Background and objectives: Nucleoside transporters might play a relevant role in the intracellular targeting of many nucleoside analogs used in anticancer therapy. Two gene families (SLC28 and SLC29) encode the two types of human nucleoside transporters, concentrative nucleoside transporter (CNT) and equilibrative nucleoside transporter (ENT) proteins. Chronic lymphocytic leukemia (CLL) cells express both SLC28- and SLC29-related mRNA, although transport function seems to be mostly related to ENT-type transporters. Here we have analyzed the role of nucleoside transporters in nucleoside-derived drug bioavailability and action in mantle cell lymphoma (MCL) cells.

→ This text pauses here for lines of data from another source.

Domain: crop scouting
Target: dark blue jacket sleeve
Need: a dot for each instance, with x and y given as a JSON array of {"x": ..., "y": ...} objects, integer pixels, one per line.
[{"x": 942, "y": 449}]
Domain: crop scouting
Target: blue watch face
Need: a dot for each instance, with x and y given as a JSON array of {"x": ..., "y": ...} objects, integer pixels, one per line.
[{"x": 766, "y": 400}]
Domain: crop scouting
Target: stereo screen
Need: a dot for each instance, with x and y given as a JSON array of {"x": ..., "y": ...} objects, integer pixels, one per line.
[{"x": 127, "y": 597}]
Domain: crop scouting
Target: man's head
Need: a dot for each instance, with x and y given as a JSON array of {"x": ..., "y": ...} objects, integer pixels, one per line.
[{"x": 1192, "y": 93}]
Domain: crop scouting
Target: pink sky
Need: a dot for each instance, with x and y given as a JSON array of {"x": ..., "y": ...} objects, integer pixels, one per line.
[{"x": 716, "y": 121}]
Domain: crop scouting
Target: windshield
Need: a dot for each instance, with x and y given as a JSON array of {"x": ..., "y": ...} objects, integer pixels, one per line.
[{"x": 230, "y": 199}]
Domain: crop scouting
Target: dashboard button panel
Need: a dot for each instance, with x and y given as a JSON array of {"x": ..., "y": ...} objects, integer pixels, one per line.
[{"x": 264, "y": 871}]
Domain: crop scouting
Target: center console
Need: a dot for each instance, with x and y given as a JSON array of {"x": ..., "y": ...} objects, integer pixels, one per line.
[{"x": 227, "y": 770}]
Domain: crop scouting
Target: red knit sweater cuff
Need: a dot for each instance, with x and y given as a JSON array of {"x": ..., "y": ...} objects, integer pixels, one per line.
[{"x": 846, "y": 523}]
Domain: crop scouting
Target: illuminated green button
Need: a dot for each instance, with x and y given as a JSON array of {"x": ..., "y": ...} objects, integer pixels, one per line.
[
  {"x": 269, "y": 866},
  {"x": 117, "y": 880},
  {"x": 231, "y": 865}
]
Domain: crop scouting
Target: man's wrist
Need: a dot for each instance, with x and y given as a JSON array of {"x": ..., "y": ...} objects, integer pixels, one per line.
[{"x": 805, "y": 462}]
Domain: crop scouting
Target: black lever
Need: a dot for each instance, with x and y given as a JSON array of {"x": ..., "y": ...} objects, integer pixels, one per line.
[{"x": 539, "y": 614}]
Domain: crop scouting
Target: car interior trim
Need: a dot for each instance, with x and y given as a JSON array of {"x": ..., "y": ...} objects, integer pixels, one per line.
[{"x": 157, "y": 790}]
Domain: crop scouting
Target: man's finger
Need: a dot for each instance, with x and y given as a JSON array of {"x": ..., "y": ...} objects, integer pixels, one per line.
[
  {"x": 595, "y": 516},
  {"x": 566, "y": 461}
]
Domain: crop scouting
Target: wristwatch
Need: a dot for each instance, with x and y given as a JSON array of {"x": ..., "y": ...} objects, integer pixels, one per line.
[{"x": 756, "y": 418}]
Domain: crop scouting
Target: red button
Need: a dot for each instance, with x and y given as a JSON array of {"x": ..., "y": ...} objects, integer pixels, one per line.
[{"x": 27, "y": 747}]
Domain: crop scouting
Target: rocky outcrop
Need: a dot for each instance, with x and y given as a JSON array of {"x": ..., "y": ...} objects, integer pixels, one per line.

Design and methods: The relative amounts of hENT1 and hENT2-related mRNA and protein were analyzed in five MCL cell lines and 20 primary MCL tumors by real-time quantitative reverse transcriptase polymerase chain reaction and western blots. Cell viability, measured by annexin V-FITC staining, and nucleoside-derived drug transport were also studied.
Results: MCL cells express higher levels of hENT1 protein than do CLL cells, and a good correlation was found between protein and mRNA levels of hENT1, thus indirectly suggesting that hENT1 might be transcriptionally regulated in MCL cells. More importantly, a significant correlation between these two parameters, drug uptake and sensitivity to gemcitabine, was also observed.
Interpretation and conclusions: These results further support the concept that nucleoside transporters are implicated in the therapeutic response to nucleoside analogs, and suggest a particular and novel role for hENT1 in the genotoxic response to selected nucleoside analogs, such as gemcitabine, in MCL cells.